Four more lawsuits have been filed on behalf of the workers killed and injured following the Jan. 28 Foundation Food Group nitrogen leak in Gainesville, according to court documents.
The four suits were filed Thursday, Feb. 18, in Gwinnett County State Court.
Three of the wrongful death lawsuits filed Thursday were for: Veronica Vellez, the wife of Victor Vellez, 38; Yedith Alejandra Gauna, the wife of Edgar Uriel Vera-Garcia, 28; and Maria Piedad Cabrera Galicia, the mother of Jose de Jesus Elias Cabrera, 45.
All three men were among the six workers killed following the Jan. 28 liquid nitrogen leak at the Gainesville poultry processing plant.
The final lawsuit filed Thursday concerns 21 people seeking damages for personal injuries. The Times has reached out to the attorneys on the case to learn more about these plaintiffs.
Attorneys Kenneth Brosnahan and Claudio Caycho-Acosta did not return calls for comment Tuesday, Feb. 23.

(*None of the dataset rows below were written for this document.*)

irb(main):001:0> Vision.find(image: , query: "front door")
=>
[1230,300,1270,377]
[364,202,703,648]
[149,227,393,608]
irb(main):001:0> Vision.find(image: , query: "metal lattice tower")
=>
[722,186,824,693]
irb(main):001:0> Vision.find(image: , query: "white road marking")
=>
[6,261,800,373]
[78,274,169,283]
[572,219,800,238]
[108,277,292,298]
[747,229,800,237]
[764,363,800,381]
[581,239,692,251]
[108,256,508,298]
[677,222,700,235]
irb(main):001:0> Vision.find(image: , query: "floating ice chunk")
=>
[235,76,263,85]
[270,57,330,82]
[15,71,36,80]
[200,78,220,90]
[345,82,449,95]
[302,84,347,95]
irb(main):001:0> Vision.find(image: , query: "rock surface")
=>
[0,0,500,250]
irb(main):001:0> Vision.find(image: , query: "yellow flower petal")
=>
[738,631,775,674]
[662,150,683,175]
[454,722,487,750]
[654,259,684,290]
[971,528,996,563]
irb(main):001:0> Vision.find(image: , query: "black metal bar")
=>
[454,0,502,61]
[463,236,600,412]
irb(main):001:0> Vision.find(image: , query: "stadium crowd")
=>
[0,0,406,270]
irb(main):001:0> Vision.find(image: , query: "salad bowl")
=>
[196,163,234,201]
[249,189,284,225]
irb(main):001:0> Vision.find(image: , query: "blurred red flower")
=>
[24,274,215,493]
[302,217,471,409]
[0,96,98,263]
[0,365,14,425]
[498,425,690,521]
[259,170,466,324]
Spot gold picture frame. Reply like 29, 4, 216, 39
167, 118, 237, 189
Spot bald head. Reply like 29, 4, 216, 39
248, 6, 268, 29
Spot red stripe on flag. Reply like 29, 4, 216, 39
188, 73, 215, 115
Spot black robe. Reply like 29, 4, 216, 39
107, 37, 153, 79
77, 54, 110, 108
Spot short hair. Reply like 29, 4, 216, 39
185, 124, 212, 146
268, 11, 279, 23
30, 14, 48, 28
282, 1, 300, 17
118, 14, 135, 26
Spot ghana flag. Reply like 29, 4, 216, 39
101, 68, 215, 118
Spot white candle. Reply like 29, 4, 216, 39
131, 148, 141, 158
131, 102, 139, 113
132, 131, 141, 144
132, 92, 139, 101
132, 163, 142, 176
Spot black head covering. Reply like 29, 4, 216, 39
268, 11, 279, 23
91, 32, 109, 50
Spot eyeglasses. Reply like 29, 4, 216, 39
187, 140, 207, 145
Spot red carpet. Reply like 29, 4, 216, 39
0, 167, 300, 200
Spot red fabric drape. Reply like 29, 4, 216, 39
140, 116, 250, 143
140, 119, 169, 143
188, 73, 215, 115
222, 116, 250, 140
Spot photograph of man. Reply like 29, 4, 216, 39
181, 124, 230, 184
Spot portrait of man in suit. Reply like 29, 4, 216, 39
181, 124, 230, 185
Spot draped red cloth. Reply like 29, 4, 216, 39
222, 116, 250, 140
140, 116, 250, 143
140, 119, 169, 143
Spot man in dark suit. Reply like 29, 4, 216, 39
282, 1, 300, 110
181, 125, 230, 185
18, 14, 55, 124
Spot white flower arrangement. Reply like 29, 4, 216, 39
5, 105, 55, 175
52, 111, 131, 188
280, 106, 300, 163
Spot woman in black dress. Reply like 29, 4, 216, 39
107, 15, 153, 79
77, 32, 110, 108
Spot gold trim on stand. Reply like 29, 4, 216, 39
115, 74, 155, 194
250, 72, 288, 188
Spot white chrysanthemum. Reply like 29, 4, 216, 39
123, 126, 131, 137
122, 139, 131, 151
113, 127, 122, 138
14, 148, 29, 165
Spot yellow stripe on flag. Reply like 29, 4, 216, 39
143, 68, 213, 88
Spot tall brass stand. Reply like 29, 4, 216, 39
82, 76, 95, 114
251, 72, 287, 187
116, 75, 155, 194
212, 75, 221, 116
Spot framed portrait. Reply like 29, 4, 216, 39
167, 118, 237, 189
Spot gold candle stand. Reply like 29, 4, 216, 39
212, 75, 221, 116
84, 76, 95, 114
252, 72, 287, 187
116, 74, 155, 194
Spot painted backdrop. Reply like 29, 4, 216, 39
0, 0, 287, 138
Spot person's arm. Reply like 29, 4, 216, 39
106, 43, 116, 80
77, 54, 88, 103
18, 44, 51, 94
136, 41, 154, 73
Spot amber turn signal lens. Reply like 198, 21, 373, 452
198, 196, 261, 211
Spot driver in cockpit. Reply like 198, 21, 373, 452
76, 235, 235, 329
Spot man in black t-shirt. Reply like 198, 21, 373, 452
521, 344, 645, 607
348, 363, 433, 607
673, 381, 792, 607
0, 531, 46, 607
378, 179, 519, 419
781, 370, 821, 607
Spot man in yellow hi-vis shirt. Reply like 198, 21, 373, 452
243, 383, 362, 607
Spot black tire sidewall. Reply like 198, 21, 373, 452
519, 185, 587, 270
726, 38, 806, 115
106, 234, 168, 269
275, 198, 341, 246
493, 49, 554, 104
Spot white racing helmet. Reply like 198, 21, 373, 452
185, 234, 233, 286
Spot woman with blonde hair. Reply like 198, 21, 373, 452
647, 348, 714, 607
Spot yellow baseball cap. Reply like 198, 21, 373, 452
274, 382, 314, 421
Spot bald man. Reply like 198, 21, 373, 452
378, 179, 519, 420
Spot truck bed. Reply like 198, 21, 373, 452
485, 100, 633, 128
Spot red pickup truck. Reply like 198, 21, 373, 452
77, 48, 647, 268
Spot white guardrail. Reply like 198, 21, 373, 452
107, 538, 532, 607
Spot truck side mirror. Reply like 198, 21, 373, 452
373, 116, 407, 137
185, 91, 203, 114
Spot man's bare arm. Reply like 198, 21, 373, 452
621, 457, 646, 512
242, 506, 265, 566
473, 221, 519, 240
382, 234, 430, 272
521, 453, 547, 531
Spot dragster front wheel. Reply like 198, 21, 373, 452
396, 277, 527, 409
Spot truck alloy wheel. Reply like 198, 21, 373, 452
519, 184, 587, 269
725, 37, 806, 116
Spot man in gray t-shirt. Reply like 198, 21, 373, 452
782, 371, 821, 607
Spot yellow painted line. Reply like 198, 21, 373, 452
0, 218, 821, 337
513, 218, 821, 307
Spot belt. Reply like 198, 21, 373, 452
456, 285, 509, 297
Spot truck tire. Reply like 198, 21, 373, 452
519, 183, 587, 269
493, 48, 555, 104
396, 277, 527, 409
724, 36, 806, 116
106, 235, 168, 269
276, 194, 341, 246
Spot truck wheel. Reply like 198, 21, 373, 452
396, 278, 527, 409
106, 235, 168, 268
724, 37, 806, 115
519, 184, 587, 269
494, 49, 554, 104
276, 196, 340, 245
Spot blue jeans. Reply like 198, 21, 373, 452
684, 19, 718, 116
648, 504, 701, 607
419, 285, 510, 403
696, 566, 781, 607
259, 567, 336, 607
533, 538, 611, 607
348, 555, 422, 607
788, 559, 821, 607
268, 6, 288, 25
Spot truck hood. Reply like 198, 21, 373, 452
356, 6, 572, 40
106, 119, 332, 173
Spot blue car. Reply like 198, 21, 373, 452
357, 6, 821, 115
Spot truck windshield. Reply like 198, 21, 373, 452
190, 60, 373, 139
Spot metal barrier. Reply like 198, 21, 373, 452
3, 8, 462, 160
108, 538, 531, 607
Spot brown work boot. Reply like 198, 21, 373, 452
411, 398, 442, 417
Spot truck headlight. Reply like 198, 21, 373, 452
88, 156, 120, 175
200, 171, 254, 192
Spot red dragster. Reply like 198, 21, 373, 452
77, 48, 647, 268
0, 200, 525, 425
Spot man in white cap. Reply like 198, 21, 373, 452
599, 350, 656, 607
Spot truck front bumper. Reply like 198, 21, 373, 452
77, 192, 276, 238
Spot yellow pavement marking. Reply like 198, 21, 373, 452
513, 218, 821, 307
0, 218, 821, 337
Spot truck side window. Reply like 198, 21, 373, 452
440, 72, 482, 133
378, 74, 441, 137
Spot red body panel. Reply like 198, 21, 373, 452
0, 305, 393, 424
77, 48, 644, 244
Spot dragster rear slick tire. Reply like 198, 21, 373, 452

Two lawsuits were previously filed in Gwinnett County State Court for Colleen Murphy, the wife of Corey Murphy, and Michael Smith, the administrator of Saulo Suarez-Bernal’s estate.
Murphy, 35, of Clermont, was a production superintendent at the plant who had worked there for roughly two years, according to the family’s attorneys.
He and Suarez-Bernal, 40, of Gainesville, were also killed following the leak.
All of the lawsuits were filed against Messer Gas LLC, various other Messer entities and a Braselton man who reportedly attempted to service the liquid nitrogen system days before the deadly leak. The lawsuits were filed in Gwinnett County because the employee lives in Gwinnett County, and Messer North America has a registered agent in Gwinnett as well.
The Times reached out to Messer for comment, and a spokeswoman expressed condolences for the people affected.
“We are aware of wrongful death lawsuits that have been filed against Messer,” Messer North America’s head of external communications Amy Ficon wrote in an email. “As a company that values safety and reliability for our customers and our communities, we take these allegations seriously. As investigations are still ongoing, the facts are not fully known, and Messer will not speculate on the cause of the incident.”